By Samantha Yardley
There’s a wealth of self-improvement guidance out there for those looking to become the best version of themselves. Perhaps one of the most seemingly capricious comes courtesy of outspoken trillionaire in the making, Grant Cardone, who encourages us all to pursue bigger problems. Read on to discover why it might just be one the wisest pieces of advice we’ve heard.
With a collection of best-selling books, a net worth that has exceeded the billion-dollar mark, and his own personal private jet, Grant Cardone’s rags to riches story has won him worldwide legion of diehard fans that cling to his every word. From the fiscal to the fundamental, Grant has never been shy of sharing his often-provocative viewpoints but this one really hit home.
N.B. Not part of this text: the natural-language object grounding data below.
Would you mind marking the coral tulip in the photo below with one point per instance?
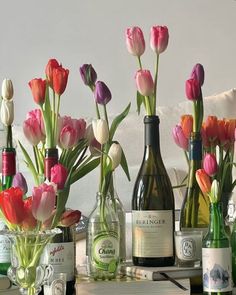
(102, 93)
(7, 89)
(38, 88)
(144, 82)
(60, 77)
(203, 181)
(135, 41)
(210, 164)
(159, 38)
(12, 205)
(43, 201)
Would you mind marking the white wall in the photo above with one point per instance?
(77, 32)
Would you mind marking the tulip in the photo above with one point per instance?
(135, 41)
(179, 137)
(43, 201)
(115, 153)
(12, 205)
(187, 125)
(7, 112)
(100, 130)
(203, 181)
(210, 164)
(88, 75)
(70, 217)
(59, 175)
(19, 181)
(198, 73)
(7, 89)
(38, 88)
(192, 89)
(144, 82)
(102, 93)
(60, 77)
(52, 64)
(159, 38)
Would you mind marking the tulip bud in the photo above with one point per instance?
(88, 74)
(115, 153)
(100, 130)
(210, 164)
(159, 38)
(135, 41)
(144, 82)
(198, 73)
(203, 181)
(7, 89)
(7, 112)
(19, 181)
(102, 93)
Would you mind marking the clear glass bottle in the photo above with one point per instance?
(216, 256)
(103, 240)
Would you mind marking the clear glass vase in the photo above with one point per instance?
(26, 270)
(103, 240)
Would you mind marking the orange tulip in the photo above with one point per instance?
(203, 181)
(187, 125)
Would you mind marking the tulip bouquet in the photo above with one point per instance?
(146, 85)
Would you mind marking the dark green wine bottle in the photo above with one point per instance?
(152, 205)
(216, 256)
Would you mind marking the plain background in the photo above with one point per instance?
(77, 32)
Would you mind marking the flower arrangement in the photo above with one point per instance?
(146, 85)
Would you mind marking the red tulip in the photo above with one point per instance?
(159, 38)
(60, 77)
(38, 88)
(12, 205)
(59, 175)
(52, 64)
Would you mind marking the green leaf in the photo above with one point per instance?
(117, 120)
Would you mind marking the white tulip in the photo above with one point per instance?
(100, 130)
(115, 153)
(7, 89)
(7, 112)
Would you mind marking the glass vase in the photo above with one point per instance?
(26, 271)
(103, 240)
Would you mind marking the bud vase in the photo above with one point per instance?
(103, 240)
(26, 271)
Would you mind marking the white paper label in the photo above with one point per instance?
(61, 257)
(217, 269)
(152, 233)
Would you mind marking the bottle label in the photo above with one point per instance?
(106, 251)
(217, 269)
(152, 233)
(61, 257)
(5, 246)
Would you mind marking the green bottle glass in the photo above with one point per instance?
(216, 256)
(152, 205)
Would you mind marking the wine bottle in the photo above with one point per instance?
(152, 205)
(8, 172)
(216, 256)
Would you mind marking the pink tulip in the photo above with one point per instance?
(159, 38)
(144, 82)
(179, 137)
(210, 164)
(59, 175)
(135, 41)
(192, 89)
(43, 201)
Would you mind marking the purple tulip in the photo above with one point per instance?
(102, 93)
(198, 73)
(19, 181)
(88, 74)
(179, 137)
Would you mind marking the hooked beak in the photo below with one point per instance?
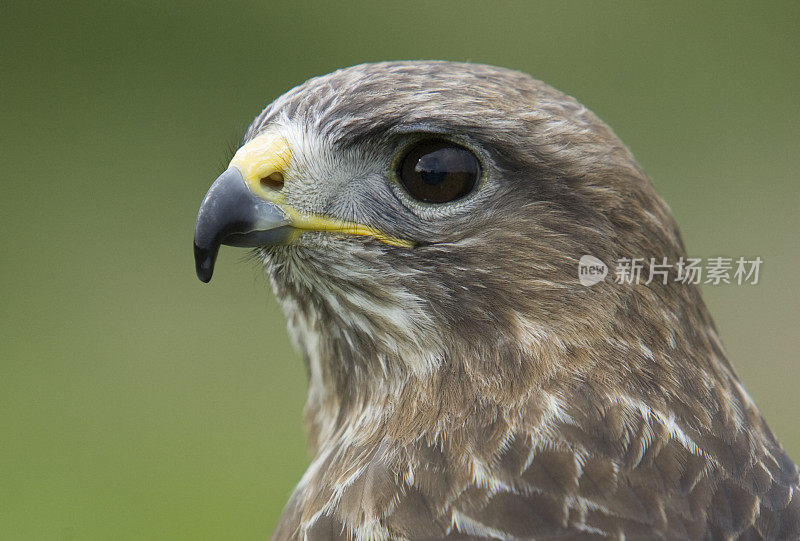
(231, 214)
(246, 207)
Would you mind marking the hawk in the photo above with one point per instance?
(421, 224)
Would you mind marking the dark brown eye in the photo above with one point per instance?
(439, 171)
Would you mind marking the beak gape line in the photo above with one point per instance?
(240, 210)
(231, 214)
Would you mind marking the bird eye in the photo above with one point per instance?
(439, 171)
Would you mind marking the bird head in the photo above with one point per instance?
(414, 214)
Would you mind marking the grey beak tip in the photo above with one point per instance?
(230, 214)
(204, 259)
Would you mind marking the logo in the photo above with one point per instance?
(591, 270)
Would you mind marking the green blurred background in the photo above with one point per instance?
(138, 403)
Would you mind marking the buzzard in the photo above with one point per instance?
(421, 224)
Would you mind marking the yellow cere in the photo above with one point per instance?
(270, 153)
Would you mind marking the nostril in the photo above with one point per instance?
(273, 181)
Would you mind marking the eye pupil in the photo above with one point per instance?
(439, 171)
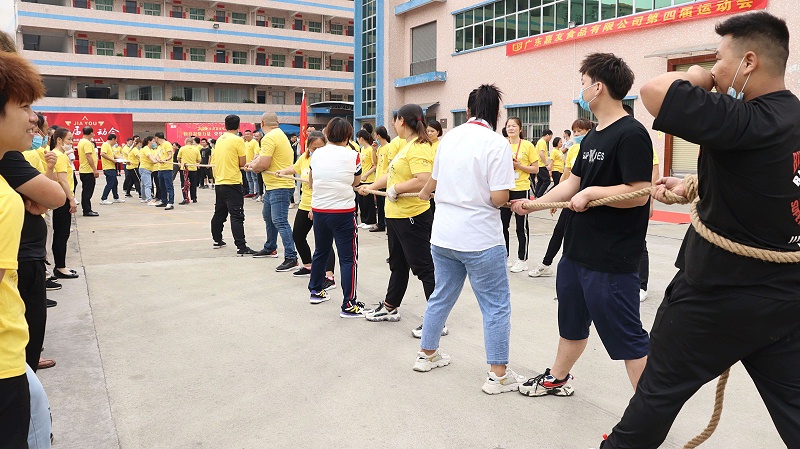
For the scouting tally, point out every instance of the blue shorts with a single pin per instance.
(611, 300)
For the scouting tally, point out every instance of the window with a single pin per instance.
(239, 57)
(423, 49)
(152, 9)
(134, 92)
(152, 51)
(197, 54)
(239, 18)
(197, 13)
(191, 93)
(314, 63)
(231, 95)
(105, 48)
(584, 114)
(535, 119)
(104, 5)
(459, 118)
(508, 20)
(82, 46)
(278, 61)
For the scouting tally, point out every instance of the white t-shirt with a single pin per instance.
(471, 161)
(332, 171)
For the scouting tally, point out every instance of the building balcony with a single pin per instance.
(35, 16)
(128, 68)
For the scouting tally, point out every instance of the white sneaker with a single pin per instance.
(541, 270)
(417, 333)
(519, 266)
(427, 362)
(495, 384)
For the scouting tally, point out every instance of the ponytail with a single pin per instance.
(414, 119)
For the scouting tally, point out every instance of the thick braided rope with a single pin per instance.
(715, 416)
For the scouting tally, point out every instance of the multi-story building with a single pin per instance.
(434, 52)
(189, 60)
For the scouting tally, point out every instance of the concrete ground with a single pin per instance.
(164, 342)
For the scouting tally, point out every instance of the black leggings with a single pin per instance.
(522, 225)
(302, 226)
(62, 220)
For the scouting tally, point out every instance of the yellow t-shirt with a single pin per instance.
(412, 159)
(189, 154)
(165, 154)
(250, 150)
(13, 327)
(144, 159)
(558, 160)
(63, 166)
(366, 162)
(276, 145)
(302, 167)
(541, 146)
(108, 151)
(85, 146)
(572, 154)
(32, 156)
(226, 159)
(132, 156)
(526, 154)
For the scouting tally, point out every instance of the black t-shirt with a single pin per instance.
(749, 185)
(605, 238)
(17, 171)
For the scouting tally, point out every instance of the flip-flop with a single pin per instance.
(46, 363)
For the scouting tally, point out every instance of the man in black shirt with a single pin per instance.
(722, 308)
(598, 276)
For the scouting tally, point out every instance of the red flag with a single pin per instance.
(303, 124)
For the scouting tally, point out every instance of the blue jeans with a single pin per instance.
(276, 218)
(147, 183)
(488, 277)
(339, 227)
(111, 184)
(167, 188)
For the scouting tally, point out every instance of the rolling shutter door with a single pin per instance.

During a recent chinwag for Muscle and Health, Grant Cardone touched upon an unorthodox concept that made a lasting impression on his interviewer, Editor-in-Chief, Danni Levy, which she deemed as “perhaps the best advice one can glean the inspiring tycoon.”
He’s notorious for his candid opinions, but this stance seemed at first, to contradict our every basic human instinct; to seek out bigger and more interesting problems. If you’re already averse to staying in the comfort zone, you’re going to like this one.
“We all need problems,” begins Grant avidly. “People love problems. People purchase problems, they date problems, they go shopping for problems. When they don’t have problems, they manufacture problems” says the mogul.
“I can’t empathize this enough: Quit trying to get rid of your problems. Get bigger, more interesting problems!” Grant reiterates for maximum affect.
“The problem with problems is that most of them are just no fun anymore. So, go get some new, big, giant problems.”
“Often, when people achieve their goals or get what they thought would make them happy, they actually become depressed” he says. “This is because there’s always going to be another thing, the next thing. It doesn’t have to be about money, it could be reaching an ideal body weight. There’s always got to be that next level of potential that keeps people interested.”
The notion of always having something to strive for seems a poignant justification to seek out bigger and better problems to solve, and distraction is certainly an effective means to sidestep the struggles of everyday life.
If we’re all inclined to absorb ourselves in the mundane trials and tribulations life inevitably throws at us, we may as well seek out more profound problems to level-up our self-improvement game.
Now, where can we order one of Grant’s ‘Trillionaire in the making’ t-shirts?